This is a video showcasing the setup I have for streaming live-coding sessions.

A 1080p version of this video is available here

In this video I cover three main areas:

What I want to achieve and why?

You've no doubt seen plenty of live-streamed videos with a screen capture taking up much of the screen and a small disconnected head in the bottom corner of the presenter talking away. My goal in this setup is to make my session much more engaging. One of the main advantages of streaming live-coding is the audience gets to not only see what you produce but how you go about it. What are your thought processes? What mistakes you make. How you go about solving a problem.

View of the live streaming session

Also, as a developer presenting, I have to speak my mind out loud for the audience as I go along, and this helps me to reflect on my own understanding. Similar in fashion to "rubber duck" debugging.

In this setup, I try to achieve a much more engaging format by orienting the camera, the screen, and myself in such a way that my eye line follows the code. It is much more engaging for the audience that my eyes actually look towards the line of code I'm working on and talking about. It gives them a much better feeling of actually being there with me, looking over my shoulder as I'm coding.

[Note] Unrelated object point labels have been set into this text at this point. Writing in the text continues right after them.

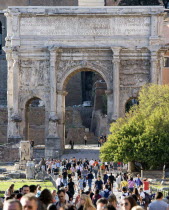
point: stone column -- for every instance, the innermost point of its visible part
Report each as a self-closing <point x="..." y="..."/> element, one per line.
<point x="61" y="112"/>
<point x="15" y="39"/>
<point x="154" y="26"/>
<point x="13" y="92"/>
<point x="154" y="68"/>
<point x="116" y="82"/>
<point x="53" y="139"/>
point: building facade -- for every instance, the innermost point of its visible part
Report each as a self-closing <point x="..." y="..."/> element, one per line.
<point x="45" y="46"/>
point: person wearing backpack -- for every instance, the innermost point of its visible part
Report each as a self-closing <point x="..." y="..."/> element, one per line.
<point x="159" y="204"/>
<point x="106" y="192"/>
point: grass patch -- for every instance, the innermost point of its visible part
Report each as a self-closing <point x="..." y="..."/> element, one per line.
<point x="4" y="185"/>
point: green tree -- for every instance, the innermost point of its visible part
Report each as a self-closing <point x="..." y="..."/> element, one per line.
<point x="143" y="134"/>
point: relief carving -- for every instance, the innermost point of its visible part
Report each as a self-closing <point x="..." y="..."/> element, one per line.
<point x="34" y="73"/>
<point x="102" y="66"/>
<point x="134" y="72"/>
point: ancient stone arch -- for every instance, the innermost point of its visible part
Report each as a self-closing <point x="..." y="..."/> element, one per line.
<point x="46" y="45"/>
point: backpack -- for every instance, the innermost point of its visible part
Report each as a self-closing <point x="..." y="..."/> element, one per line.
<point x="84" y="184"/>
<point x="106" y="194"/>
<point x="147" y="198"/>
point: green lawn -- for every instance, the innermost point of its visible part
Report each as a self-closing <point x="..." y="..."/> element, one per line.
<point x="20" y="182"/>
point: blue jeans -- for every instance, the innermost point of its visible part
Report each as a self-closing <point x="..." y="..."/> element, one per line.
<point x="90" y="183"/>
<point x="65" y="182"/>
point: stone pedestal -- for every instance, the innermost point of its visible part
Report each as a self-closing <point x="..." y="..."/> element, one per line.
<point x="53" y="147"/>
<point x="14" y="140"/>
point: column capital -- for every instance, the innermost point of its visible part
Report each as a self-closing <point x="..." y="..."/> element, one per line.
<point x="54" y="49"/>
<point x="116" y="50"/>
<point x="62" y="92"/>
<point x="109" y="92"/>
<point x="116" y="60"/>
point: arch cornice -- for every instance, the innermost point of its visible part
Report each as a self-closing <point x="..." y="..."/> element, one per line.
<point x="106" y="73"/>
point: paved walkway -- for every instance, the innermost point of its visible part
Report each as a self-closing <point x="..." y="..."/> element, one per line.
<point x="90" y="151"/>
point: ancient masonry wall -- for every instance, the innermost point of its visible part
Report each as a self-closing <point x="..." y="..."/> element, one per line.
<point x="9" y="153"/>
<point x="3" y="65"/>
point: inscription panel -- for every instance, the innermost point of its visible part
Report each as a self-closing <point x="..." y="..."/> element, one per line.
<point x="88" y="26"/>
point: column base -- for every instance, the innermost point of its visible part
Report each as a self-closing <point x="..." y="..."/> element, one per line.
<point x="14" y="139"/>
<point x="53" y="148"/>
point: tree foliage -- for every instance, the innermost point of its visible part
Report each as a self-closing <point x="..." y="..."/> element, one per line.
<point x="143" y="134"/>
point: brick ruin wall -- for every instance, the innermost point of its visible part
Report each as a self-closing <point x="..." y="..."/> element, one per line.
<point x="8" y="153"/>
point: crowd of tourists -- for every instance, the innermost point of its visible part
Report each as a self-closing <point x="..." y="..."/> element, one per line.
<point x="85" y="185"/>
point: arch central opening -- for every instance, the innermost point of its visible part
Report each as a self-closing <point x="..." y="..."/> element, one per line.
<point x="85" y="107"/>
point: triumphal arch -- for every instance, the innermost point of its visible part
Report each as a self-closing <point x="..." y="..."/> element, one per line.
<point x="45" y="46"/>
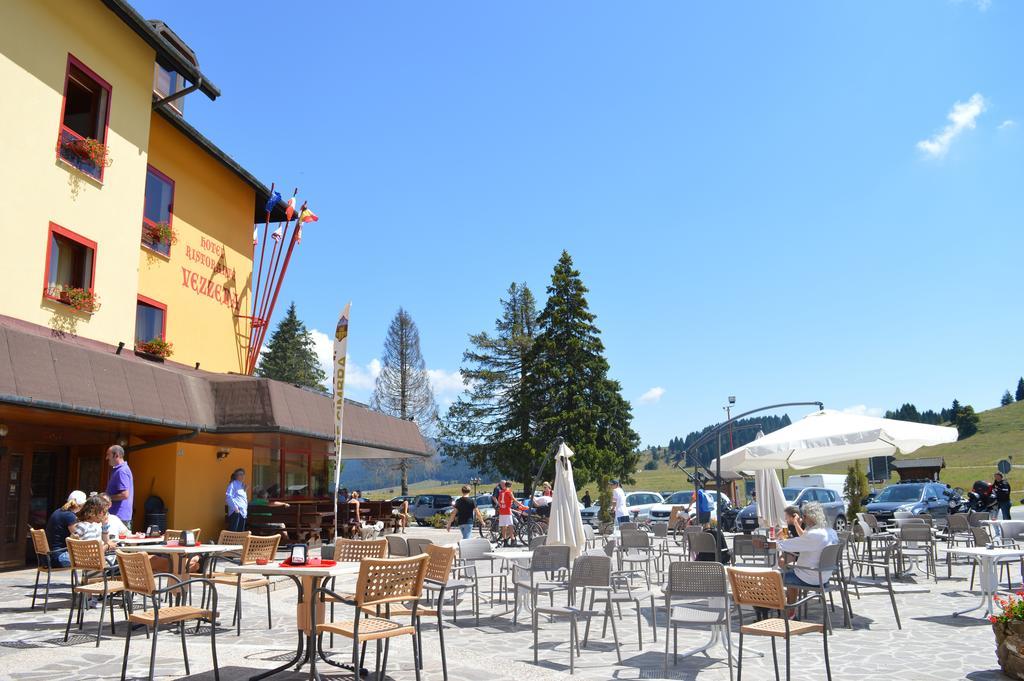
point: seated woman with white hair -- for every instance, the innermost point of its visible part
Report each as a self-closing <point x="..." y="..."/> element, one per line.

I want to try and replicate a feeling a bit like the big transparent lightboards you see. These have a presenter behind a glass panel drawing on the panel with fluorescent markers and a camera on the other side. However, they require physically a lot of space and setup so not suitable to do in a home-office environment.

Physical Setup

I have my camera (Logitech c920) mounted at eye-level to the side of my monitor in such a way that the geometry of my eyes, the screen, and the camera produce the effect that I am looking sideways slightly, towards the code.

Behind the Scenes view

I have some home-made light panels that I use and have a pipe-frame on my desk that my monitor, lights, and cameras are all mounted to. This idea was taken from another developer advocate, Cassie. This means that I can raise my sit-stand desk to standing and everything goes up with it and is still at eye level.

I have an external USB microphone (AKG Perception 120) mounted on an arm that I can position just out of shot.

OBS Setup

I use OBS - Open Broadcaster Software to do my streaming. It allows you to create scenes with multiple input sources, such as screen capture and webcam feeds.

Setting a filter on OBS

I have two monitors, the built-in screen on my Macbook and an external 1080p monitor above it. I arrange my screens such that what I am presenting (a terminal, a web browser, slides, etc) are all arranged on the lower screen and each full screen on a separate space. I can then use four fingers to swipe on the touchpad to move between them.

I have OBS and anything I don't want the audience to see on the top screen. So that includes my Slack workspaces, email, the Twitch channel management page, etc.

When presenting I am looking at the top screen, at the OBS preview which means my head is up and I'm not just looking down with the audience just seeing the top of my head. It also means I see the preview of the effect of myself behind the code when I point at the code, which means I can accurately look and point at the parts I'm talking about.

Anyway, enjoy the video and I hope it gives you some ideas on making your streaming more engaging.